As a company in the technology space, we’re always going to focus on next generation technology. AI, as an example is one, we have worked hard to successfully incorporate into our services. Looking toward the future, there will be a window for NFTs again, so we need to focus our energy on those places where you have mass growth and mass opportunity.
What does “success” in 2023 mean to you? It could be on a personal or business level, please share your vision.
Rob Ellin: Our year end is March 31st. Our planned success was to make over $120 million in revenue.
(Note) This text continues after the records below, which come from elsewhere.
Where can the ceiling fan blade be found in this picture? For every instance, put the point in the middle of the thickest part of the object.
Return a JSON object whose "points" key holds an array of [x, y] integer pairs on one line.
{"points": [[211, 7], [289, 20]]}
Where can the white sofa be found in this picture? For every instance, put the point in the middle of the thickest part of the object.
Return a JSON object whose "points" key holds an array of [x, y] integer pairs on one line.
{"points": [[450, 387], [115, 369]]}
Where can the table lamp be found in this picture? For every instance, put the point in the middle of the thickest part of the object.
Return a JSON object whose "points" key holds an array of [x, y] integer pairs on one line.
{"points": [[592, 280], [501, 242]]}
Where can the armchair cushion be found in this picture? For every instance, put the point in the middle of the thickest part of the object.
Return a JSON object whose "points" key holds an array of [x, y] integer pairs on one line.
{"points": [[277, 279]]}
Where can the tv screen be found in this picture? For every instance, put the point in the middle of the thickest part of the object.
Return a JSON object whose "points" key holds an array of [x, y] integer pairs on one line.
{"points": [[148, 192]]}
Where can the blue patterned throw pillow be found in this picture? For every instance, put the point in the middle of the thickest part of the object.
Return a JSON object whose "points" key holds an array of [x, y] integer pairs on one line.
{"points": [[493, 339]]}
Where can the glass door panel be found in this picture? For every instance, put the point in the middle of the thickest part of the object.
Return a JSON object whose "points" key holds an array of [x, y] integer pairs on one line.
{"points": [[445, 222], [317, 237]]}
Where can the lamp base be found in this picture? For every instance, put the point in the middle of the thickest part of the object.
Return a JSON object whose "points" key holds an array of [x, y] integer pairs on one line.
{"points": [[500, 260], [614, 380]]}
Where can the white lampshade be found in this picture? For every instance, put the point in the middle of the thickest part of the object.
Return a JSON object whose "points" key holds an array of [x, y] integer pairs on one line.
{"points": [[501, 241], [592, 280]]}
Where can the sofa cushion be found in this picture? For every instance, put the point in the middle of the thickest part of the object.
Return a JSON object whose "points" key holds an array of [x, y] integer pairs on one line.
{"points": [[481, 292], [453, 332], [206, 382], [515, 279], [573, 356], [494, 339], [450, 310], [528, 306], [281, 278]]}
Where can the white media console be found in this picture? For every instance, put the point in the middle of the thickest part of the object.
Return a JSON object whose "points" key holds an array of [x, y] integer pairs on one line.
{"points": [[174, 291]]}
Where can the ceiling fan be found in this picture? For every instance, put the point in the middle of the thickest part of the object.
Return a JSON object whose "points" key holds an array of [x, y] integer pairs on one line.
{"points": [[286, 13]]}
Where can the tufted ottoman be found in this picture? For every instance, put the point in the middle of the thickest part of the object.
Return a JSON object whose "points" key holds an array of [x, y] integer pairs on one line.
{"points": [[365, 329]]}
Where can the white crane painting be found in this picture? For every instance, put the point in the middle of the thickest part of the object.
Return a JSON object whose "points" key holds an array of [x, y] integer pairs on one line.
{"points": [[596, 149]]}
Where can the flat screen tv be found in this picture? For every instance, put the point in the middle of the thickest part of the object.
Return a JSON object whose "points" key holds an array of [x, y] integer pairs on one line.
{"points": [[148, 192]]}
We worked to secure huge growth from last year, going from $90 million to $120 million plus. We continue to grow our EBITDA. Last year was $8 million in EBITDA, this year there will be $13 million plus.
We will continue to add more creators to the platform. Social media creators, podcasters, musicians that are part of our family, company, and continue to grow with us.
Jerome Knyszewski, VIP Contributor to ValiantCEO and the host of this interview would like to thank Rob Ellin for taking the time to do this interview and share his knowledge and experience with our readers.